CEVAP ŞAŞIRTICI OLDUĞU KADAR ANLAMLIDIR DA :
EVET … ADALET ÖLDÜ
Adalet, kelime anlamı itibariyle “Hak ve Hukuka Uygunluk,Hakkı gözetme,Doğruluk” gibi tanımlanabilir.Adalet kavramı insan yaşamının her aşamasında önemini korumuş,ancak birlikte yaşamın çeşitlenmesi ile birlikte,toplumsal yaşamın belki de en önemli vazgeçilmezi haline gelmiştir.Her ne kadar adalet denildiğinde konu yargı ilişkilendirilse de özü itibariyle bireyin kendi içinde veya toplum ile olan ilişkilerinde de anlamını muhafaza etmektedir.Sağlıklı ve huzurlu bir toplum olabilmenin öncellikli koşullarından olan adalet dejenere edildiğinde (Az veya çok) o toplumun sağlıklı ve huzurlu yapısından söz edilemez.Duruma göre kişinin çıkarına,ya da bir defadan bir şey olmaz mantalitesi ile bozulmaya başlayan adaletin tekrar onarılması çok zordur.Kuşkusuz adaleti tesis etmek görevi o toplumun en üst yapısı devletin görevidir.Ancak bireylerin de bu konuda önemli görevleri vardır.Bulunduğu toplumsal rolün gerektirdiği sorumlulukları yerine getirirken adalet kavramını göz ardı etmemelidir.Unutulmamalıdır ki adalete bir gün onların da ihtiyacı olacaktır.Hocaların talebelerine,Doktorların hastalarına,Ebeveynlerin evlatlarına,adil olma zorunluluğunun yanında kenti yönetenlerinde,o kentte yaşayanlara adil olmalıdır.Şu an URFA BELEDİYE MECLİSİNDE çıkacak kararları oylarken,kentin çıkarlarımı yoksa kişi çıkarları diye ikileme düşenlerin verecekleri karar ne kadar adaletli olacak kaygısı bütün Urfa toplumunu merak içinde bırakıyor.Adil olmak için vicdan ve akıl sahibi olmak yeterlimidir ? Saygılarımla.
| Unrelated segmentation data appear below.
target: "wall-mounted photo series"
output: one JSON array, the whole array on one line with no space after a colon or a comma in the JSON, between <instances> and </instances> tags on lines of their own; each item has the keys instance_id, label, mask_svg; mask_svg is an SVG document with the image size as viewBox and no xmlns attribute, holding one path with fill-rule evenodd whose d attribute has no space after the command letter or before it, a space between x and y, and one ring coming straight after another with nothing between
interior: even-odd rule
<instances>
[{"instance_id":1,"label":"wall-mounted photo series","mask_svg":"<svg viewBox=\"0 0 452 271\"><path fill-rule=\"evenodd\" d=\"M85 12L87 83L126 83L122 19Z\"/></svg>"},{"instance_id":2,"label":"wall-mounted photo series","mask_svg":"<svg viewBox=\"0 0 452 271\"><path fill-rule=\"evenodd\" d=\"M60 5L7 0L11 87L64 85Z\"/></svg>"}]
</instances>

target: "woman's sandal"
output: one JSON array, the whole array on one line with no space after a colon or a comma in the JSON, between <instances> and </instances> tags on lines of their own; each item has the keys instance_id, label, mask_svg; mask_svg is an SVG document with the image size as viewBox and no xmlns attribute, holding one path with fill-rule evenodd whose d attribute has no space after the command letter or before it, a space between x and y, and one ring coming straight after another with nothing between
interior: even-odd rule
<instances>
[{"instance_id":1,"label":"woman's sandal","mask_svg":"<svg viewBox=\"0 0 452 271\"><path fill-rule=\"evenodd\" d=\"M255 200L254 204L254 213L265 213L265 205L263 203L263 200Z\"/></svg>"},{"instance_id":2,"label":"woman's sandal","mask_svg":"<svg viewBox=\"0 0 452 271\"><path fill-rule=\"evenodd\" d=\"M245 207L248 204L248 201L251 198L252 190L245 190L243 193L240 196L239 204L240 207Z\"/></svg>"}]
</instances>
Not:Dostlarımla birlikte 22 Mayıs akşamı,devre arkadaşlarım ve hocalarımla nostalji için Urfa Lisesi mezunları yemeğine katılmak için Urfa’ya geliyoruz.Sevgi ve güzellikleri paylaşmak isteyen liseli dostları bekliyoruz.